The Ruhrort–Homberg train ferry commenced operations on 12 November 1852. Initially carriages were lowered by ropes down a ramp to the non-powered pontoon and raised on the other side with ropes hauled by a locomotive. A steam ship towed coupled pontoons over the river. It was able to transfer up to 700 carriages a month. In 1854, to increase the efficiency of ferry operation, both companies started building lift towers on both banks through which carriages could be hydraulically raised or lowered to the ferries. After the commissioning of the towers on 1 May 1856, the number of carriages that could be handled increased from about 30,000 to 50,000 cars annually.

==Takeover by the Bergisch-Märkische Railway Company ==
With the opening of the Witten/Dortmund–Oberhausen/Duisburg line via Essen in 1862, the Bergisch-Märkische Railway Company gained its own access to the coal mines of the Ruhr and was thus able to offer the only competition to the operations of the Cologne-Minden Railway Company. To export coal towards Belgium, Netherlands and shipping ports it built a connecting line from Mülheim-Styrum to the river port at Ruhrort, which was completed in 1867.

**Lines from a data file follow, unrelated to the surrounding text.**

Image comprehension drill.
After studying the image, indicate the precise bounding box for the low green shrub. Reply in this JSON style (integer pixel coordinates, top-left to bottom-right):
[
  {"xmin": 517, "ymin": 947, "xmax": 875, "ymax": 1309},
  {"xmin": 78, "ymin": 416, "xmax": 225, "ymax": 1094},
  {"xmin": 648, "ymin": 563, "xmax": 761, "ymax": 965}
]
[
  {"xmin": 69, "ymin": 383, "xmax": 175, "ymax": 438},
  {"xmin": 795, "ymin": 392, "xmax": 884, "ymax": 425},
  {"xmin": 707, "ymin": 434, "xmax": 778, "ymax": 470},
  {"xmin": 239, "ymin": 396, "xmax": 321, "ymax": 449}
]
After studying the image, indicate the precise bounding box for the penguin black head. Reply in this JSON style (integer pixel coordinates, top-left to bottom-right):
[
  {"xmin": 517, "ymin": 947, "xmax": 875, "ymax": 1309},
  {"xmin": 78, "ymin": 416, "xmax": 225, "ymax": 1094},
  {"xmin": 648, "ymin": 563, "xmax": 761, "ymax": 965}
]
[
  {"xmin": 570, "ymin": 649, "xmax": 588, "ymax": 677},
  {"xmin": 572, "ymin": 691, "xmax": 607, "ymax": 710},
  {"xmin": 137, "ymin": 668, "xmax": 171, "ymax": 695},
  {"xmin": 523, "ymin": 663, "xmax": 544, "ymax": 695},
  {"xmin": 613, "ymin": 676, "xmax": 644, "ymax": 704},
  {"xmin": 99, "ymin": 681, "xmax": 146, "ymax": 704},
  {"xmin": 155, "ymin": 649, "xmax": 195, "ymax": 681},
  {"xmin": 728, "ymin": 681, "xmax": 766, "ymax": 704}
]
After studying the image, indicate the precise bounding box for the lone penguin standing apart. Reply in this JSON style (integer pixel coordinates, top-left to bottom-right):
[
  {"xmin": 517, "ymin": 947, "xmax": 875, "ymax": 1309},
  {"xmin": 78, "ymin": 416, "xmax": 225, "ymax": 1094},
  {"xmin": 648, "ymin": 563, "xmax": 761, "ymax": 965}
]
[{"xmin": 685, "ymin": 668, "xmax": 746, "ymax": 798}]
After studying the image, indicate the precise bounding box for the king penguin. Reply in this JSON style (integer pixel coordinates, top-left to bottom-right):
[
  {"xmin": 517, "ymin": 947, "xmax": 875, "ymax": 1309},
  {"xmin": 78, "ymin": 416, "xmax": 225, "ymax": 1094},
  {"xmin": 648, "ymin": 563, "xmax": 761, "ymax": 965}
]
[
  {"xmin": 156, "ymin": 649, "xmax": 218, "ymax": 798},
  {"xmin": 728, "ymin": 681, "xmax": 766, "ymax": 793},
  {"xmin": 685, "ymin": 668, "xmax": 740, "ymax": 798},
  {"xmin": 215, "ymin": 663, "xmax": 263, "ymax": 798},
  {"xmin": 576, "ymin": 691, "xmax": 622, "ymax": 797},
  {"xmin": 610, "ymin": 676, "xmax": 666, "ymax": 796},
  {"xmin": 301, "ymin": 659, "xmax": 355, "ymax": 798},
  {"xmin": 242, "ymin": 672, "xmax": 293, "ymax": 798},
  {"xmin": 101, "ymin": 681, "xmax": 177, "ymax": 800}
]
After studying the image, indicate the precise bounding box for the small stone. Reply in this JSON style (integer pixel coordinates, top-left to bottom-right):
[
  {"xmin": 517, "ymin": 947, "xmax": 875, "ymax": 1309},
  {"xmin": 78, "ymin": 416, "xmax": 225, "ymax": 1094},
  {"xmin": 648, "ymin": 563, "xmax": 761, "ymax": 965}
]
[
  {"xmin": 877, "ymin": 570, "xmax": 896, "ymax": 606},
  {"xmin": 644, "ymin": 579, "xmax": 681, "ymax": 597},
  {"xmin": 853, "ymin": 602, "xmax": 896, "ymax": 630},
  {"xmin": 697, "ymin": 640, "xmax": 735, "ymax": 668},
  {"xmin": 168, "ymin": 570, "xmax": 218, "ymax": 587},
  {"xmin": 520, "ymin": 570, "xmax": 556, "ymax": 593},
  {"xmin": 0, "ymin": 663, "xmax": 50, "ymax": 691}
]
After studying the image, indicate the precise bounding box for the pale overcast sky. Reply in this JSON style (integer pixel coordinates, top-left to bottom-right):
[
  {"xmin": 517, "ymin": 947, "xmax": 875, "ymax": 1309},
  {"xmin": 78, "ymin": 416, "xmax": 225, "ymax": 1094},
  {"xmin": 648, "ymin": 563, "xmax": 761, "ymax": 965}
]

To achieve its broader goals, it turned to the Prussian government for funds to acquire all the available shares of the Royal Division of the Aachen-Düsseldorf-Ruhrort Railway. On 1 January 1866, the Royal Division of the Aachen-Düsseldorf-Ruhrort Railway was merged with the Bergisch-Märkisches Railway Company and, on 8 January 1866, the management of the railway was transferred to the administration of the Bergisch-Märkisches Railway Company in Elberfeld and the administration in Aachen was closed.